Annual appraisals can be painful for both the appraiser and appraisee. While there are ways to give people better, more regular feedback and help them progress their careers faster, often HR or company policy makes the usual yearly cycle difficult to avoid. Below are 5 tips on making annual appraisals less painful for all involved.
Your annual appraisal should contain no surprises. By holding regular one-to-one meetings and giving feedback throughout the year we can hopefully minimise our annual appraisals to a quick and collaborative box-ticking exercise. We can also reduce feedback loops, giving people quicker and more relevant feedback that is much more helpful for them and their career progression. Keep a reminder of the comments from the previous appraisal to hand in 1-to-1s and perform regular check-ins to keep whatever competencies or objectives the appraisal will contain fresh in your minds.
Some company’s will have a policy on 360 feedback but even if yours doesn’t seek out feedback from people who have worked with the appraisee since their last appraisal. Sometimes 360 feedback is taken from 2 people at a higher level, 2 at the same level and 2 from a position below. Whether you choose to aim for this or go with something more freeform, try and gather a wide range of feedback from people who are likely to have different viewpoints. This feedback will prove invaluable for both of you. It will hopefully provide different perspectives and gives you both an opportunity to learn more about aspects of the appraisee’s work that you may have been less involved in.
Once you have gathered feedback and put together your own comments, send them to the appraisee 24 hours in advance. Give them time to read through, digest and come up with their own examples and counter-examples. Keep the scoring to yourself until the meeting though. That way you can run through it together and allow them the opportunity to challenge you or provide further examples. Stick to your scoring where necessary and be sure to make sure your comments are taken onboard, but by making the whole process more collaborative you will hopefully get more buy-in from the appraisee.

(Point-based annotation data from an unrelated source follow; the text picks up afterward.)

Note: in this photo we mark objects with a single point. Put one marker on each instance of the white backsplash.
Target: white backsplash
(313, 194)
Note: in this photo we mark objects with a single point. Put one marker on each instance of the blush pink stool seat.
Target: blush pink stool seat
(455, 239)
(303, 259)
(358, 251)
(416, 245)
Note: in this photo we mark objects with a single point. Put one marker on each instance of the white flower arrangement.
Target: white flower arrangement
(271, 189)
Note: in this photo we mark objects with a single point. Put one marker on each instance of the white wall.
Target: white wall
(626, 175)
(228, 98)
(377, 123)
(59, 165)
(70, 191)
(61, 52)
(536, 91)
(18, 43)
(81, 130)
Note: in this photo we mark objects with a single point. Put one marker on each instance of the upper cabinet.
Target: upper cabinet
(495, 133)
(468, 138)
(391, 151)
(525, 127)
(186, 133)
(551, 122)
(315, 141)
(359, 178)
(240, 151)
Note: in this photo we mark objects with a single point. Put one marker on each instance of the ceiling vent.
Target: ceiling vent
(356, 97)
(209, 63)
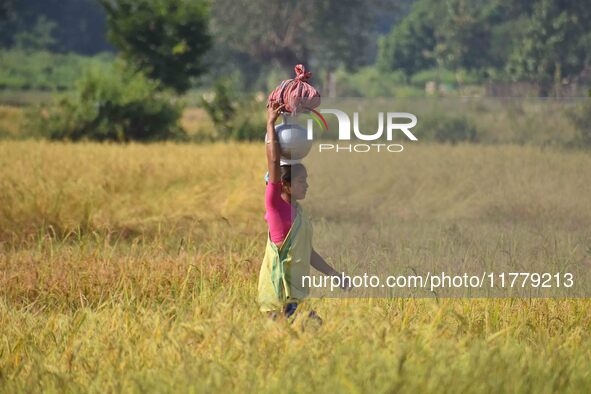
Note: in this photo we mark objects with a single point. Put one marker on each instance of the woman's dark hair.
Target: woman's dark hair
(289, 170)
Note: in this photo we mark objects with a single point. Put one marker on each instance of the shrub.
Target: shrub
(112, 106)
(42, 70)
(235, 117)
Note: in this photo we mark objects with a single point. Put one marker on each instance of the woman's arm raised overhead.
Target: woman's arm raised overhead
(273, 152)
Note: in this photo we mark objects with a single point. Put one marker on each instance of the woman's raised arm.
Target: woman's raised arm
(273, 152)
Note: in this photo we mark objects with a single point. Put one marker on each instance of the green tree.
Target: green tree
(556, 44)
(410, 46)
(325, 33)
(112, 104)
(166, 39)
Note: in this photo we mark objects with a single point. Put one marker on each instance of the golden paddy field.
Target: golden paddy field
(134, 267)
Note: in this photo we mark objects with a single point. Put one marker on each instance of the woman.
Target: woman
(289, 252)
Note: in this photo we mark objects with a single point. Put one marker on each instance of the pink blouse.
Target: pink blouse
(280, 213)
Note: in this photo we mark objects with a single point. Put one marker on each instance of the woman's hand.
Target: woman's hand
(273, 112)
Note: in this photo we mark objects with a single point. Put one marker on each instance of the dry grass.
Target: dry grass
(133, 268)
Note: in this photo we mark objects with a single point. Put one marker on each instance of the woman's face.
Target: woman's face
(298, 187)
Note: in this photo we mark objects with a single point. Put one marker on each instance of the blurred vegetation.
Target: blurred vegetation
(165, 39)
(42, 70)
(111, 105)
(581, 118)
(234, 117)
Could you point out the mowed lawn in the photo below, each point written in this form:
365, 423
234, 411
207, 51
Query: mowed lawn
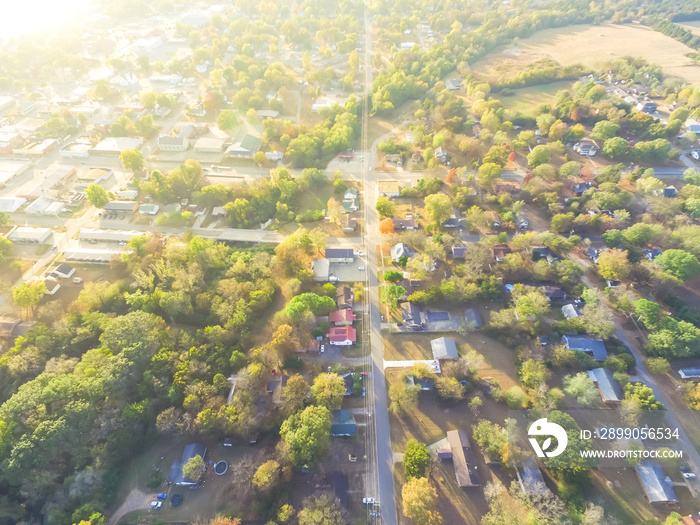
526, 100
498, 363
590, 45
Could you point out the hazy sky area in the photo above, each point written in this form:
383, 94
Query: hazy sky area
36, 15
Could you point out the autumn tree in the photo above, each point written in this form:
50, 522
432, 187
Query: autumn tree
613, 264
386, 226
419, 502
267, 476
132, 159
416, 459
194, 468
97, 195
329, 390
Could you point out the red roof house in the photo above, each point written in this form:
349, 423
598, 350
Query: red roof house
341, 317
342, 335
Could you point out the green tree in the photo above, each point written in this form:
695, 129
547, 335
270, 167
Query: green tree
539, 155
308, 435
615, 148
392, 276
614, 265
97, 195
679, 263
329, 390
132, 159
386, 206
488, 173
604, 130
267, 476
391, 294
658, 365
227, 119
416, 459
438, 208
581, 388
321, 510
403, 397
27, 296
194, 468
419, 502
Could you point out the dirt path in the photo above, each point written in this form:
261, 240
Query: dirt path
136, 500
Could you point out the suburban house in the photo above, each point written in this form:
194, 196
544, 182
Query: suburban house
652, 254
610, 390
410, 314
584, 343
176, 476
500, 251
457, 448
388, 188
246, 148
444, 348
554, 293
344, 297
473, 317
405, 224
670, 191
178, 142
341, 317
349, 379
658, 487
321, 269
63, 271
582, 187
398, 251
570, 311
344, 425
647, 106
122, 206
689, 373
275, 387
340, 255
530, 477
342, 335
426, 385
29, 235
458, 252
586, 148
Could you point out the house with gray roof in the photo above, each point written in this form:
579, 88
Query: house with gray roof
344, 424
245, 148
584, 343
658, 487
610, 390
444, 348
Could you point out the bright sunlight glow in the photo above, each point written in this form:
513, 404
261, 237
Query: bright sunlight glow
29, 16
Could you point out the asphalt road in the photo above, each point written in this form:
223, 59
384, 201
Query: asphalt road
384, 481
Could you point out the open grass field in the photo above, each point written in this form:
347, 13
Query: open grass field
590, 45
527, 99
498, 359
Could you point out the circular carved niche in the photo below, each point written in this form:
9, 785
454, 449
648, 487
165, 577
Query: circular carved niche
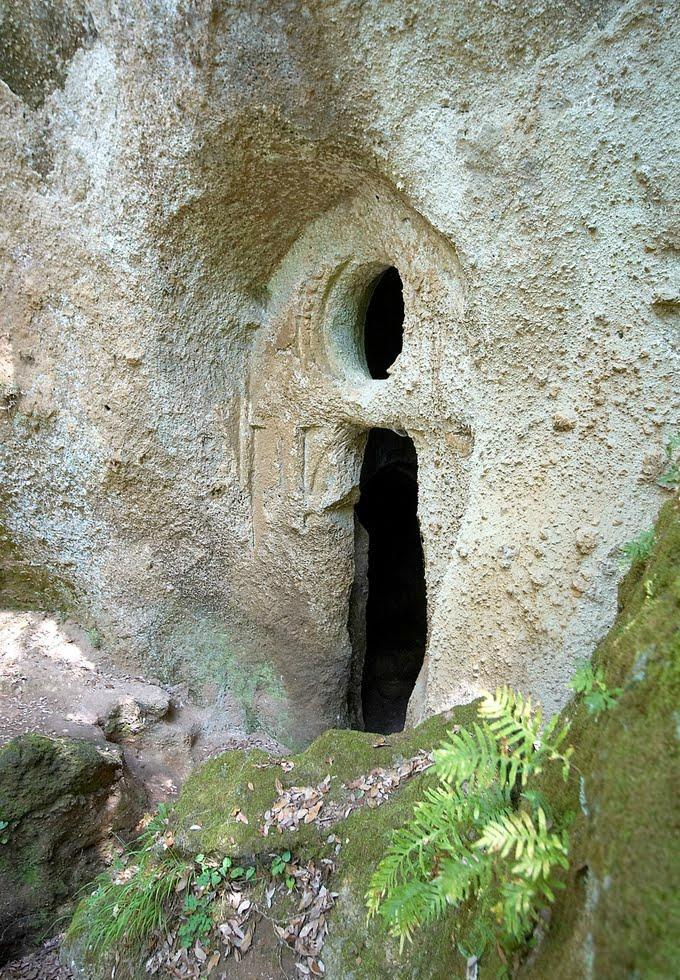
364, 321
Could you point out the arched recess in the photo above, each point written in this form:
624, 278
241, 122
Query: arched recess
388, 607
383, 331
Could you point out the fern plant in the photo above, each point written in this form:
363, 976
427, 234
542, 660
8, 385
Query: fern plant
591, 682
670, 478
482, 834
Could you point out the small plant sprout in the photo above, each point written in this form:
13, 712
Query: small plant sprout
281, 865
592, 684
639, 549
670, 478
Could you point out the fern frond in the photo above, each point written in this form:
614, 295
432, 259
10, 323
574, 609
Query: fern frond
466, 754
518, 907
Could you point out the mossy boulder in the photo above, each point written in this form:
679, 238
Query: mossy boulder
619, 914
59, 800
614, 917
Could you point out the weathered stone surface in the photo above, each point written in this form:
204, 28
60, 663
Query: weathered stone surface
60, 799
616, 914
193, 205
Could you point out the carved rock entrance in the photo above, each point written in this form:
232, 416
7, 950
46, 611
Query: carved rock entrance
391, 581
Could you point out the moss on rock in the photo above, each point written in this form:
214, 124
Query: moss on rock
59, 797
619, 913
615, 916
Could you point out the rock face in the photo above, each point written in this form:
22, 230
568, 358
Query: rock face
197, 203
59, 799
338, 803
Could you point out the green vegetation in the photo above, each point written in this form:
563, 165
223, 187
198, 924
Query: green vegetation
590, 681
129, 902
613, 917
481, 834
637, 550
670, 478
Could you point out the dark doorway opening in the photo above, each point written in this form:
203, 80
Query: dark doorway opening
384, 324
394, 611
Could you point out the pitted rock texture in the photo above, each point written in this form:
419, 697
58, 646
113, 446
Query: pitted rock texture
193, 209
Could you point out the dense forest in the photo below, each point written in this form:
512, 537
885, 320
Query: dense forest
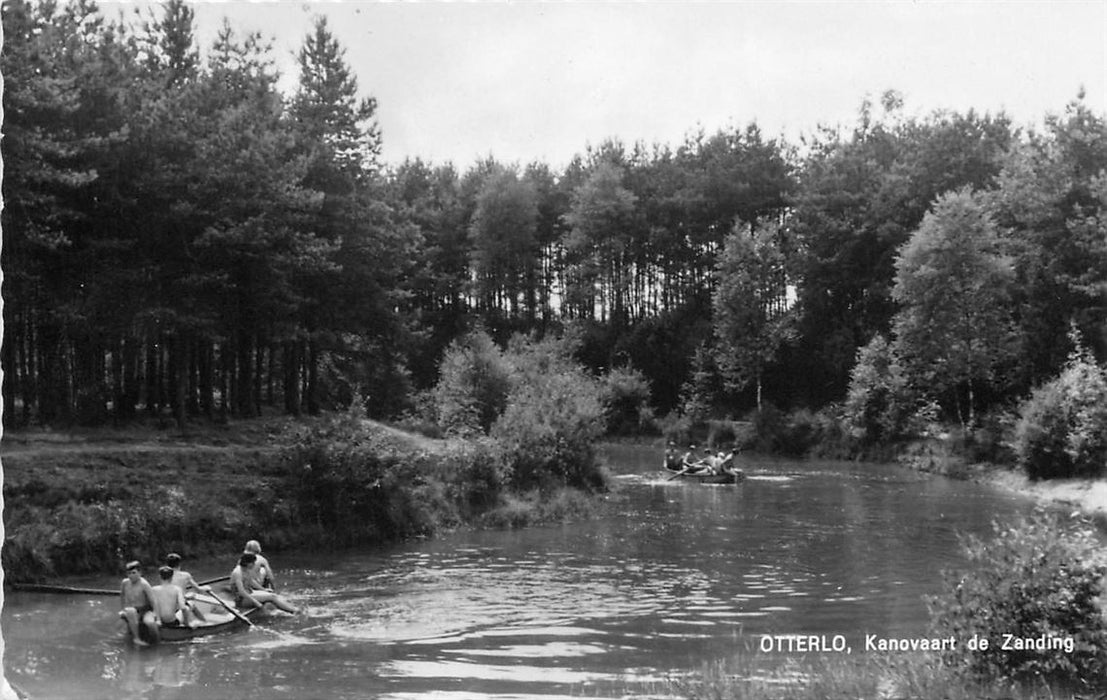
184, 240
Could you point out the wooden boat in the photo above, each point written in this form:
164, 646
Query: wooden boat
216, 619
728, 476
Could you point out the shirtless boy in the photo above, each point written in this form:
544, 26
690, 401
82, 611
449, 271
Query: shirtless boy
246, 594
169, 601
137, 601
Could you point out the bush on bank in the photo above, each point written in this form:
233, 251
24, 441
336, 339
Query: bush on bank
1062, 429
1040, 578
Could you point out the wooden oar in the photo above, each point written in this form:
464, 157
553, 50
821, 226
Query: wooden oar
229, 609
214, 580
684, 471
64, 589
76, 590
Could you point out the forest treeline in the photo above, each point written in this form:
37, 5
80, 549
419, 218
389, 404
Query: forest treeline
182, 238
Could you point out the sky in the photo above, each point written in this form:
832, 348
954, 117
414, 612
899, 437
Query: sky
530, 81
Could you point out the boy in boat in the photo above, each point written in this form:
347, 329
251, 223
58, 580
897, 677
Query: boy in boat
169, 601
246, 594
137, 601
185, 582
262, 573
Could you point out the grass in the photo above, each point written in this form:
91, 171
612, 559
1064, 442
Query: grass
837, 677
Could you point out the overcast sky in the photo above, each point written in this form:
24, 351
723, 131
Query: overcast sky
539, 81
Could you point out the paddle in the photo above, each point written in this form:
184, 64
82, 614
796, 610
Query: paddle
88, 592
229, 609
63, 589
683, 471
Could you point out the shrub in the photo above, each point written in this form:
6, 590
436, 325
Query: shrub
1040, 578
1062, 429
626, 395
877, 404
473, 385
675, 428
552, 420
793, 434
549, 430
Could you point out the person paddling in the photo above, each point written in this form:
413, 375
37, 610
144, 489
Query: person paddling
137, 604
169, 601
262, 573
185, 582
246, 594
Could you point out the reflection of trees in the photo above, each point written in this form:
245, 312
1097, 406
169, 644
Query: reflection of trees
156, 672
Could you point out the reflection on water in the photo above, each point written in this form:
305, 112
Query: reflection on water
671, 575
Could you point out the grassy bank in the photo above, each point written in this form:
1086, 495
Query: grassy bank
84, 503
836, 677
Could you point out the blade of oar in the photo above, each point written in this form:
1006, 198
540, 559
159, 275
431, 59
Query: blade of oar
229, 609
63, 589
683, 471
214, 580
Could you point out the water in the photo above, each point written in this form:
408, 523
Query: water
670, 575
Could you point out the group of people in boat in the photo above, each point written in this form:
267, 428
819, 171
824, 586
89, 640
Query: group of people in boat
711, 462
168, 603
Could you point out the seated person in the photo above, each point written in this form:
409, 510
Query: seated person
186, 583
262, 573
689, 463
242, 580
169, 604
710, 462
672, 460
137, 601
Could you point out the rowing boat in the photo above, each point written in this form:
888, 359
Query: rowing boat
216, 619
730, 476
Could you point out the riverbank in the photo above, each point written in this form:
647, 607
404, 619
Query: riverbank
84, 502
940, 455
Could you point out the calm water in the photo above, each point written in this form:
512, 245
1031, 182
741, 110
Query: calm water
671, 575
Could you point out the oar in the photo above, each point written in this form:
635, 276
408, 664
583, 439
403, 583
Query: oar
64, 589
214, 580
684, 471
229, 609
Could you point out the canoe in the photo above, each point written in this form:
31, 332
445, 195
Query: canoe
216, 619
725, 477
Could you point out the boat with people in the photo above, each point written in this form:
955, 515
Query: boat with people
712, 469
216, 618
711, 477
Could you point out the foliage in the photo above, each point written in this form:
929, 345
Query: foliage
1062, 429
878, 402
183, 238
954, 325
1040, 577
473, 387
752, 316
626, 398
701, 391
554, 417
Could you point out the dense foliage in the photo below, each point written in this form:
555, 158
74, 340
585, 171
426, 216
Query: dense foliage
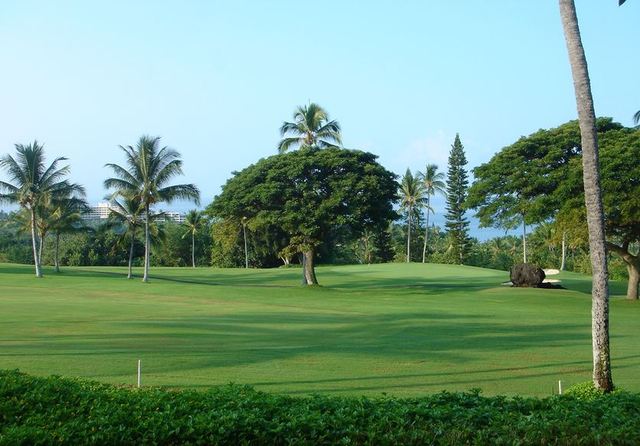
457, 185
51, 410
308, 197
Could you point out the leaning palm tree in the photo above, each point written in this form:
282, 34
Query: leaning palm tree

When holding an annual appraisal with someone, think carefully about what position you take in the meeting room. By choosing to sit next to someone, rather than across the table say, it gives the meeting a more collaborative and less of a confrontational feel. Place the appraisal form so that both of you can see it and work through it together. Try and get the message across that this is a joint effort to help the person in question advance in their career and flush out any weaker areas that you can then work on together. By giving the meeting more of a relaxed, collaborative vibe it will hopefully enable you both to be more honest and accepting of feedback.
Keep Money Out Of It
Obviously appraisals and salary/bonus discussions are going to be linked in some way. However, where possible try and obfuscate this link. Keep the salary review separate, maybe even try and remain ignorant about how appraisal scores are combined or how they inform compensation discussions. The idea here is to keep the appraisal focussed on evaluating the appraisee’s performance. By taking money out of the conversation it makes it easier to give and receive constructive feedback and focus on what the objectives or competency frameworks are aiming for, rather than how much of a bonus or raise to give this person.
Sometimes annual appraisals are a necessary evil, but there are various things we can try to keep them open, collaborative and hopefully slightly less terrible. Work together to find better ways of providing feedback and monitoring career progression.